To give the Queue awareness of previously completed Jobs, you’ll need to persistently store per-user Job start times - like in the below solution.
t_user <- list()
rate_limit <- function (job) {
t_start <- Sys.time()
t_diff <- t_user[[job$user_id]] - t_start
if (isTRUE(t_diff < 30)) { job$stop('Rate Limit Exceeded') }
else { t_user[[job$user_id]] <<- t_start }
}
q <- Queue$new(hooks = list(created = rate_limit))

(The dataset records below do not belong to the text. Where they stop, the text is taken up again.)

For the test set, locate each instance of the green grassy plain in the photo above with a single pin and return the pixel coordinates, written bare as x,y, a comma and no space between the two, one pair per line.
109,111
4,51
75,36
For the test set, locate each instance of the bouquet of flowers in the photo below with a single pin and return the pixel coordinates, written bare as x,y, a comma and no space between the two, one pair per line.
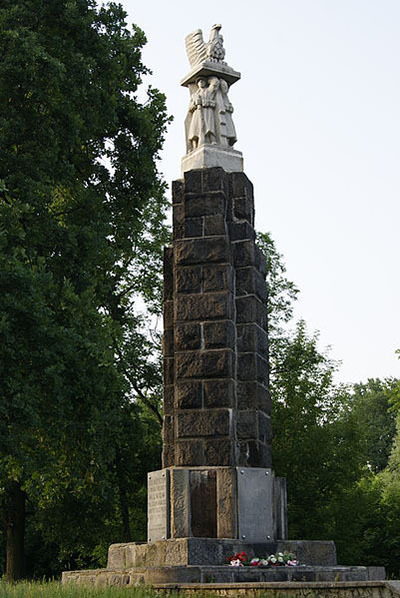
280,559
240,559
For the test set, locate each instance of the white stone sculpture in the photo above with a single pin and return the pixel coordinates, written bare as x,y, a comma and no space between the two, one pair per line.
209,128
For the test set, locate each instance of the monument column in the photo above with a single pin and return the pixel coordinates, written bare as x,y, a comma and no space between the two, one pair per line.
216,494
217,431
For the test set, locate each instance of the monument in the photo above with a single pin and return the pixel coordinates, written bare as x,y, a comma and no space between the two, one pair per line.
216,493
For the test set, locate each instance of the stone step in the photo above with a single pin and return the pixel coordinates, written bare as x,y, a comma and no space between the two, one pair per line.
214,551
221,574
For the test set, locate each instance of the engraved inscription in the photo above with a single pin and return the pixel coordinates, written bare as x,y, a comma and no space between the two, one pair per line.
255,496
158,505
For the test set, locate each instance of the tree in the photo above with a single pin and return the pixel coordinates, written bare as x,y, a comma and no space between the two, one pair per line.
316,444
81,229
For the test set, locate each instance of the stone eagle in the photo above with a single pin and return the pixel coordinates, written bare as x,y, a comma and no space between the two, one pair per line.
198,51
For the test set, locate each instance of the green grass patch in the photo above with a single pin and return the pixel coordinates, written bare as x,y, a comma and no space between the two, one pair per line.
54,589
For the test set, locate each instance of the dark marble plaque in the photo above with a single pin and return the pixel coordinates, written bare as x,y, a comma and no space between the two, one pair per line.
158,505
255,504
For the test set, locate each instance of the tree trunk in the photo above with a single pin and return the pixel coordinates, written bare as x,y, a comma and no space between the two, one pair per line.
15,531
123,503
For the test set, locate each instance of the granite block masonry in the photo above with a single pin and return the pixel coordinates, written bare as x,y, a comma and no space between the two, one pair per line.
216,493
217,427
217,403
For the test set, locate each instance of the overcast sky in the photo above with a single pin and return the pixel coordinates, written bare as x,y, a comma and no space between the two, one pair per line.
317,119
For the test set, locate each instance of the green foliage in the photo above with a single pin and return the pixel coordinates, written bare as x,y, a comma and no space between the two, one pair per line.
81,234
56,590
332,443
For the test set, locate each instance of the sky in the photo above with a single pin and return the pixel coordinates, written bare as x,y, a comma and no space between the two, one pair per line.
317,119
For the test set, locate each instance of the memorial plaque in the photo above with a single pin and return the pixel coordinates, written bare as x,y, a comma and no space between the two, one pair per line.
255,504
158,505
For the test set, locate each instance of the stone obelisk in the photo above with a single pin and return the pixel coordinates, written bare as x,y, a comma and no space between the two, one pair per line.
217,430
216,494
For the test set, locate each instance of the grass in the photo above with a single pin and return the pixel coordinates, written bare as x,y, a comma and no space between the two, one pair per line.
54,589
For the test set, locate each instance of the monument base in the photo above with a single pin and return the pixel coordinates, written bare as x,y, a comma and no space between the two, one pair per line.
242,503
200,560
209,156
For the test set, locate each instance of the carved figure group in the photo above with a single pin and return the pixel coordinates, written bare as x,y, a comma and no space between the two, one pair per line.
209,119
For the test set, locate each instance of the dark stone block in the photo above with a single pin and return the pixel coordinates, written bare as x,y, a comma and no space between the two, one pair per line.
219,334
168,429
193,227
168,455
194,181
215,179
168,400
219,393
168,342
208,306
202,251
203,503
187,336
243,253
168,370
264,428
254,454
178,189
250,309
214,225
188,280
249,281
252,395
189,452
188,395
168,312
240,185
243,209
196,364
209,422
168,273
219,452
250,337
205,204
239,231
246,425
218,278
178,220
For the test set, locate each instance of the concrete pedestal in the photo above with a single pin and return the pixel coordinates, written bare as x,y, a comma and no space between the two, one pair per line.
244,503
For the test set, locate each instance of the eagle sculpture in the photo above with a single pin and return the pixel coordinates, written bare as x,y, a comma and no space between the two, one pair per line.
198,51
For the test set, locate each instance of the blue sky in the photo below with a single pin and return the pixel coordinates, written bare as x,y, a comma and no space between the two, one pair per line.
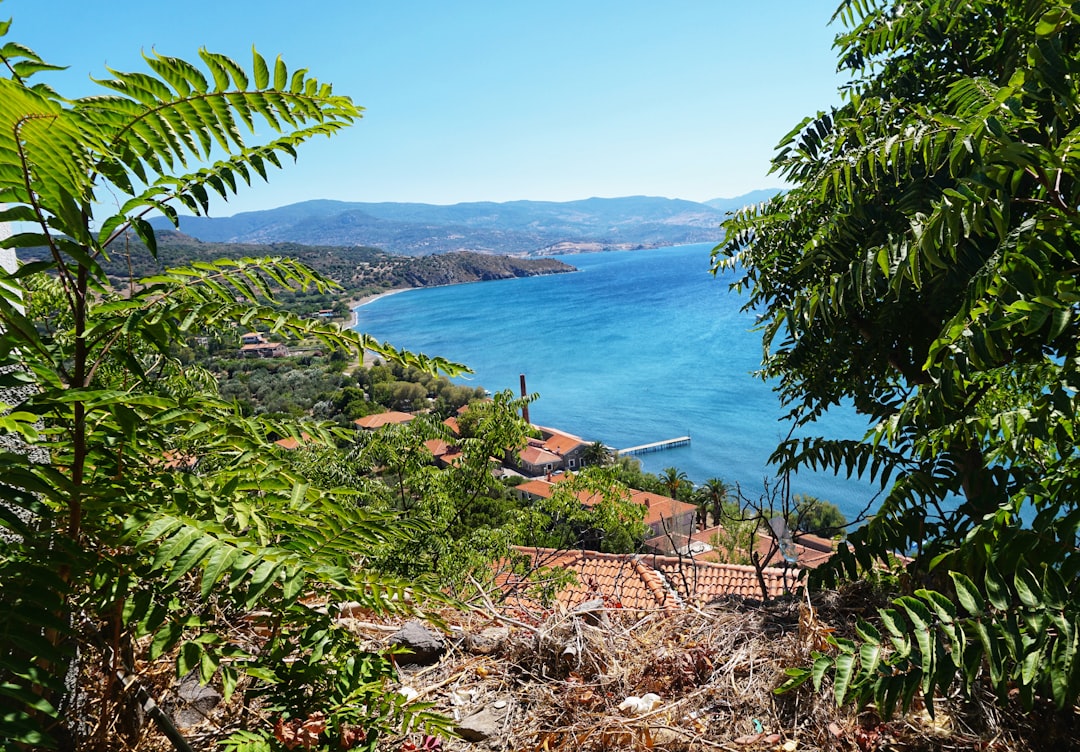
494,101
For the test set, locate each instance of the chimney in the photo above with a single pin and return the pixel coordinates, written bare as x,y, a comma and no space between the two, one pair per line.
525,408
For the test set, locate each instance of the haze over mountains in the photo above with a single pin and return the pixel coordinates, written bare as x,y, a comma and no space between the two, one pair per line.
514,227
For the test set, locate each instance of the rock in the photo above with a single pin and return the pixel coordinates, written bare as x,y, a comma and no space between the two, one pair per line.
423,646
193,702
482,725
491,640
593,613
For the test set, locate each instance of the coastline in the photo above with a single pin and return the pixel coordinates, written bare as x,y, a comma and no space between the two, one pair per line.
356,303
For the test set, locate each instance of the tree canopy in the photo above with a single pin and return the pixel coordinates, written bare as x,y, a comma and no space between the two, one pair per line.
923,267
140,515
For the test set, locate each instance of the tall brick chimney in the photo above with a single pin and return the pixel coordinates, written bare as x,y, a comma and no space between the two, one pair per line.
525,408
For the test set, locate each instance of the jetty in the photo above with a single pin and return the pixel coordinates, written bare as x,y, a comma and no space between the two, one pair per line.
657,445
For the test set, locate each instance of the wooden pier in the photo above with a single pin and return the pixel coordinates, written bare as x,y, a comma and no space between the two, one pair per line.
657,445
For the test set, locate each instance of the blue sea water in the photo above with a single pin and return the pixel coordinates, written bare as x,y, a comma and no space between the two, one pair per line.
635,347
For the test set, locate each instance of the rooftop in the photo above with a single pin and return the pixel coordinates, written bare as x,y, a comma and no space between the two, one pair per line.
380,419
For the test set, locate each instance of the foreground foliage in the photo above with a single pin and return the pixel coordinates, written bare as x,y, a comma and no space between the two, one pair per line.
139,514
923,268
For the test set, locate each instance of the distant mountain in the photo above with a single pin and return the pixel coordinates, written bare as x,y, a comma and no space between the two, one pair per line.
725,205
514,227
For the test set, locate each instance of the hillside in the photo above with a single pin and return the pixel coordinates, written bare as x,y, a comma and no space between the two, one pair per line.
359,270
514,227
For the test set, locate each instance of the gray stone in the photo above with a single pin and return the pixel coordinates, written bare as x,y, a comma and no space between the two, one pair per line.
491,640
593,613
422,645
482,725
193,702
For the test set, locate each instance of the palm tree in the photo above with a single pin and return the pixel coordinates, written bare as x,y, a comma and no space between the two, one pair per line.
716,491
673,480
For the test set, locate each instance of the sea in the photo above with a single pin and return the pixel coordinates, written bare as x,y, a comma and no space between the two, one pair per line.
635,347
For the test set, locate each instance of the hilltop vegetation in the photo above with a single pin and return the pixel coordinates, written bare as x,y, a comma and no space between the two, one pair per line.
358,270
514,227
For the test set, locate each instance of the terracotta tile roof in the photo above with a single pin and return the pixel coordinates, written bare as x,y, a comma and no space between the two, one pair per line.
544,488
660,507
559,442
537,456
702,581
815,541
380,419
621,580
437,447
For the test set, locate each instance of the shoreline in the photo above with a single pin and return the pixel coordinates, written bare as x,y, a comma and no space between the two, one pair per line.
356,303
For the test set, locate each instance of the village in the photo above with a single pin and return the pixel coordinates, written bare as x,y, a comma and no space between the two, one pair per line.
678,564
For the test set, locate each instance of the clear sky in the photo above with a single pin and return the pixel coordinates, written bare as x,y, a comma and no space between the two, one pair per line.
494,99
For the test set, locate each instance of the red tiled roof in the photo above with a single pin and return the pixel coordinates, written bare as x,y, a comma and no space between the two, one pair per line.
380,419
660,507
437,447
702,581
622,580
558,442
537,456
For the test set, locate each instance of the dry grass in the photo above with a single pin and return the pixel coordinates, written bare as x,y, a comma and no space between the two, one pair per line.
554,682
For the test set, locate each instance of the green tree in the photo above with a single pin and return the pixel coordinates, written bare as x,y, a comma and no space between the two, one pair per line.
713,495
111,547
818,517
922,268
674,480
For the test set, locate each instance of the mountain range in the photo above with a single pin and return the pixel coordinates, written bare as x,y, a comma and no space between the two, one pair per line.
527,228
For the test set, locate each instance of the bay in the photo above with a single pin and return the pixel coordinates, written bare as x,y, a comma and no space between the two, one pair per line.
635,347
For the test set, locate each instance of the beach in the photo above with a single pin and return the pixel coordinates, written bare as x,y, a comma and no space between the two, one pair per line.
353,305
369,358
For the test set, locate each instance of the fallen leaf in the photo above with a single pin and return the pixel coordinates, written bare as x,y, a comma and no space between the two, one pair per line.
750,739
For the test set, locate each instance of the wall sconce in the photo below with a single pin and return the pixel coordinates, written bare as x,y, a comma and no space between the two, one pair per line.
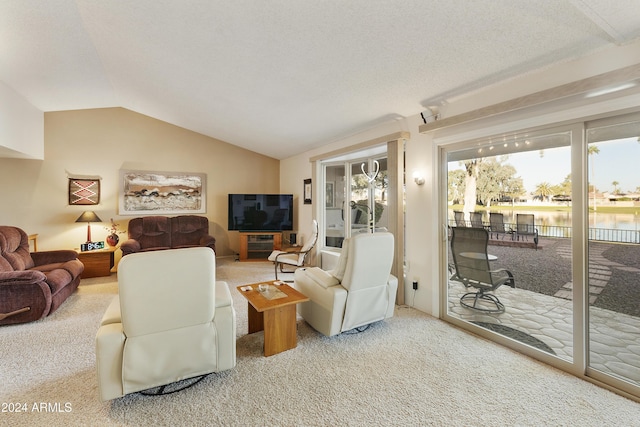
88,217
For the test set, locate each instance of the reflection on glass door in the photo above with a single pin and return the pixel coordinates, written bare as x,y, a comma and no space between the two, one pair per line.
368,201
510,242
614,249
334,179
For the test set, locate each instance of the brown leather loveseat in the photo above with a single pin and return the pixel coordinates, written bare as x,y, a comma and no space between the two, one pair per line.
153,233
33,285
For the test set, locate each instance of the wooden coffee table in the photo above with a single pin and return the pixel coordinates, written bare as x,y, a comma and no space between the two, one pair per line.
277,317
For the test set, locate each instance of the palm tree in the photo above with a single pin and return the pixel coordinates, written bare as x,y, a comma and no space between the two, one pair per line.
544,190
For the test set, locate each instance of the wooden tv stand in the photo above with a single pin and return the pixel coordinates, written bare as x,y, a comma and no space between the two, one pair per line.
257,246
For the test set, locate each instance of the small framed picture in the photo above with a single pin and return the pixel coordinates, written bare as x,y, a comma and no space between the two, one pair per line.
307,191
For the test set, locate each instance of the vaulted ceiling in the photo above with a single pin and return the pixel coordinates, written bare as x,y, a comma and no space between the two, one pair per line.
280,77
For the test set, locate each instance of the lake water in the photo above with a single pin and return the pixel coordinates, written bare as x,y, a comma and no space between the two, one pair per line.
602,226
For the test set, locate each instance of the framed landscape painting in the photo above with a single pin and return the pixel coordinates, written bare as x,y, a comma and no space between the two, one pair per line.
162,193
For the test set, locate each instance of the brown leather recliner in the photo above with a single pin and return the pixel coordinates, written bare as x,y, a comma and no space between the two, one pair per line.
153,233
33,285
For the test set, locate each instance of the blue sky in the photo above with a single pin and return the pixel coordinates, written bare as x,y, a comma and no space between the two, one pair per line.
617,161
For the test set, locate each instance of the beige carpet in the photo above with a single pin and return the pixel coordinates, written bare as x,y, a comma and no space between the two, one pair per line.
411,370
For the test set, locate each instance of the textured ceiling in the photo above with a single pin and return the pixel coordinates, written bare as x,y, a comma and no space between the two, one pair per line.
280,77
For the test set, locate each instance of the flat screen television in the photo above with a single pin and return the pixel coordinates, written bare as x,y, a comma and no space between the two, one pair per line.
260,212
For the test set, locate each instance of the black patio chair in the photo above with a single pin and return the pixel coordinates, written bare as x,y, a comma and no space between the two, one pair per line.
525,227
476,219
471,268
459,217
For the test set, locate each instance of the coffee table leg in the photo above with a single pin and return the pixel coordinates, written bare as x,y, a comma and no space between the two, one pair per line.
255,319
280,331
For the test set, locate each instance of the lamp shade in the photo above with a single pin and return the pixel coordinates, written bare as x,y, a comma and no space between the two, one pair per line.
88,216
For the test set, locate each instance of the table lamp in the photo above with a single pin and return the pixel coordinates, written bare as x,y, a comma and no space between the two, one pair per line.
88,217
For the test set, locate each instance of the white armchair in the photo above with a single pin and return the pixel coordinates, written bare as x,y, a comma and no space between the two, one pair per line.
171,321
359,291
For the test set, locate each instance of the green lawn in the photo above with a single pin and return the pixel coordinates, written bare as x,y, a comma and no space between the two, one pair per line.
634,210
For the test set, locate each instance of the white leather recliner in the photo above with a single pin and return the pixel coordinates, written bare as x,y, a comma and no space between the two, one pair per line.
359,291
171,321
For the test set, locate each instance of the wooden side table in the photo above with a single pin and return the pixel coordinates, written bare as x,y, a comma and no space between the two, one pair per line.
277,317
97,263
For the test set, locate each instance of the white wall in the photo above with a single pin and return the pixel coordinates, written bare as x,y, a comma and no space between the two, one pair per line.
424,234
21,128
100,142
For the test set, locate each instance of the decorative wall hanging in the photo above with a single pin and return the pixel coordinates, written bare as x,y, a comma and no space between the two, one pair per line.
307,191
150,192
83,191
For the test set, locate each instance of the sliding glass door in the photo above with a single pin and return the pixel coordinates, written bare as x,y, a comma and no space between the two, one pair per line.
557,213
614,248
516,193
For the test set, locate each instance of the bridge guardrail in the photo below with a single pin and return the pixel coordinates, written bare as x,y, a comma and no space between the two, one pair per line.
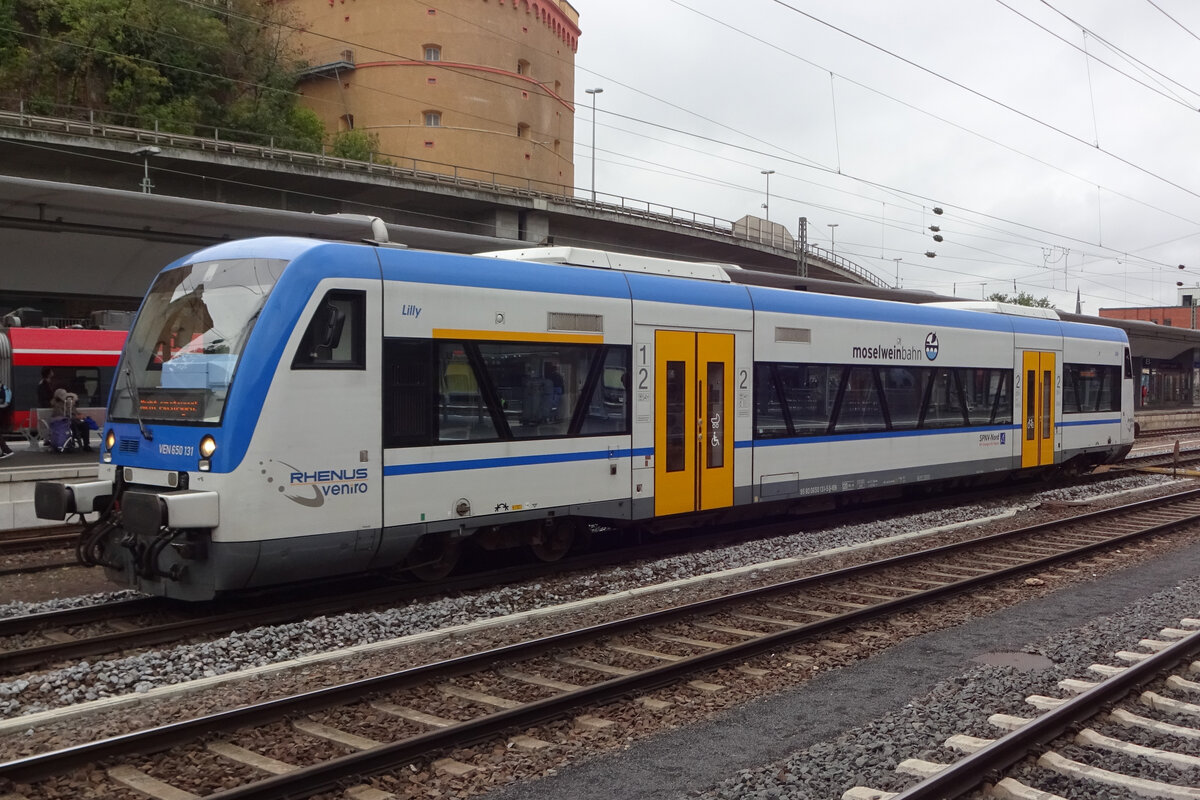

In the first example, we attached a hook to 'submitted'
because that’s when <Job>$queue
becomes available in
callbacks. In the latter example, we attached a hook to
'created'
instead because we didn’t need
<Job>$queue
for that solution. Check the trigger
order listed in the “Callback Triggers” section above, and attach
callbacks as early as possible to expedite Job handling.